Setting a clear aspiration for impact and productivity
As in any technology transformation, CEOs can break down organizational barriers by vocalizing company values and their expectations that teams will rapidly develop, deliver, and maintain systems that generate sustainable value. CEOs should be clear that AI systems operate at the level of other business-critical systems that must run 24/7 and drive business value daily. While vision setting is key, it pays to get specific on what’s expected.
Among the key performance metrics CEOs can champion are the following:
- the percentage of models built that are deployed and delivering value, with an expectation of 90 percent of models in production having real business impact
- the total impact and ROI from AI as a measurement of true scalability
- near-real-time identification of model degradation and risks, including shifts in underlying data (particularly important in regulated industries)
Fully realizing such goals can take 12 to 24 months, but with careful prioritization of MLOps practices, many teams we work with see significant progress toward those goals in just two to three months.
Ensuring shared goals and joint accountability among business, AI, data, and IT teams
One of the fundamental litmus tests for impact is the degree to which goals are shared across business leaders and the respective AI, data, and IT teams. Ideally, the majority of goals for AI and data teams should be in service of business leaders’ goals. Conversely, business leaders should be able to articulate what value they expect from AI and how it will come to fruition.
Another measure is the level of collaboration around strategic technology investments to provision tooling, technologies, and platforms that optimize AI workflows. With the rapid pace of technological change, IT often struggles to balance the need for new AI tooling and technologies with concerns that short-term fixes increase technology costs over the long term. Comprehensive MLOps practices ensure a road map to reduce both complexity and technical debt when integrating new technologies.
Most AI leaders we know spend significant time building strong relationships with their IT counterparts to gain the support they need.

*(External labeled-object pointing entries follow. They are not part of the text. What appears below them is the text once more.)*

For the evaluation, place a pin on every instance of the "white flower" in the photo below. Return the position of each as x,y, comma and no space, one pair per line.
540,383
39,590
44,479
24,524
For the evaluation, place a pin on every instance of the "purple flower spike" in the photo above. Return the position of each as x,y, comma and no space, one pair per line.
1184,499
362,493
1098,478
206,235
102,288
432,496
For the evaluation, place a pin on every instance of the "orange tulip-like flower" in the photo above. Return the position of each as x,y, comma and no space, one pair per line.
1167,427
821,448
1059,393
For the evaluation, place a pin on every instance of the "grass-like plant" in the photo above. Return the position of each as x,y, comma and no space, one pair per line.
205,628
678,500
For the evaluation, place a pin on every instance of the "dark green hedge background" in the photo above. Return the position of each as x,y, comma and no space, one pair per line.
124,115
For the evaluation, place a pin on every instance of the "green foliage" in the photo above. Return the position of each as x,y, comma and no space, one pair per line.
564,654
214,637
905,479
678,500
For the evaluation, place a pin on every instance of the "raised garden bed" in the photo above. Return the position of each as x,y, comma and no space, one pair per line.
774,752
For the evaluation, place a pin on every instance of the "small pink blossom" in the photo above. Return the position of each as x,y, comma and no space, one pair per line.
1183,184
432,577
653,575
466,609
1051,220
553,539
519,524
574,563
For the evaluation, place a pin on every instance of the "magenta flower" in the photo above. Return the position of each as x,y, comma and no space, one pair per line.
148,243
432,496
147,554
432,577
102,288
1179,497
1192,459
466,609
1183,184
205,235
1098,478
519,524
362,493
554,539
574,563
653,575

But when CEOs actively encourage these partnerships, it accelerates their development considerably.
Investing in upskilling existing AI talent and new roles
The role of data scientists, for example, is changing. While they previously depended on low-level coding, they must now possess knowledge of software engineering to assemble models from modular components and build production-ready AI applications from the start.

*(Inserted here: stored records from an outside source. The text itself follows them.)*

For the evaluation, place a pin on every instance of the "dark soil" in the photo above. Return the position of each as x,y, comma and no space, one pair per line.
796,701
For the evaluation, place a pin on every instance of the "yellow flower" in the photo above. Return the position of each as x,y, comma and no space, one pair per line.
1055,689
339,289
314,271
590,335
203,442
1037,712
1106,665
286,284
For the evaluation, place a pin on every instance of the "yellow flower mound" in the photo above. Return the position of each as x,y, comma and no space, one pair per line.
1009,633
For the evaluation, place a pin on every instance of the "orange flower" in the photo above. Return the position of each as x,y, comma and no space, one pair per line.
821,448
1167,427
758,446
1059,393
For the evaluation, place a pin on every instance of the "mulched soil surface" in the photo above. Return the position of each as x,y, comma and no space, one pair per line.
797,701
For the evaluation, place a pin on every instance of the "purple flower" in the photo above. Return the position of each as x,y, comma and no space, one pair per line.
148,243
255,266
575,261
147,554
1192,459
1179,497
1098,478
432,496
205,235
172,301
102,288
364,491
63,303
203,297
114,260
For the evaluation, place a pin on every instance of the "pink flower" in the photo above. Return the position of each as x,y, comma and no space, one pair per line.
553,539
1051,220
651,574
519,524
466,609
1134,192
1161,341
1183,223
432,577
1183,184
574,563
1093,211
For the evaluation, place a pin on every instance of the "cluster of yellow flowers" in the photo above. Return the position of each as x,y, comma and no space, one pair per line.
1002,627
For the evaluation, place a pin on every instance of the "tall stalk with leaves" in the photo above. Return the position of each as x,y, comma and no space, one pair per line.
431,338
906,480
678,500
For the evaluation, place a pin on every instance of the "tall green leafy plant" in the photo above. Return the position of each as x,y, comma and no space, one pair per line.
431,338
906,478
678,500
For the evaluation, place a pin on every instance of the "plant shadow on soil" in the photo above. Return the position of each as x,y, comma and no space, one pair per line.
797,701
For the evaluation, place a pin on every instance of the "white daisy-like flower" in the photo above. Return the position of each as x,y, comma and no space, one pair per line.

Newer roles needed on AI teams have emerged as well. One is that of the machine learning engineer who is skilled in turning AI models into enterprise-grade production systems that run reliably. To build out its ML engineering team, a North American retailer combined existing expertise of internal IT developers who understood and could effectively navigate the organization’s systems with new external hires who brought broad experience in MLOps from different industries.
AI is no longer just a frontier for exploration. While organizations increasingly realize value from AI applications, many fail to scale up because they lack the right operational practices, tools, and teams. As demand for AI has surged, so has the pace of technological innovations that can automate and simplify building and maintaining AI systems. MLOps can help companies incorporate these tools with proven software-engineering practices to accelerate the development of reliable AI systems. With knowledge of what good MLOps can do and what levers to pull, CEOs can facilitate the shift to more systematic AI development and management.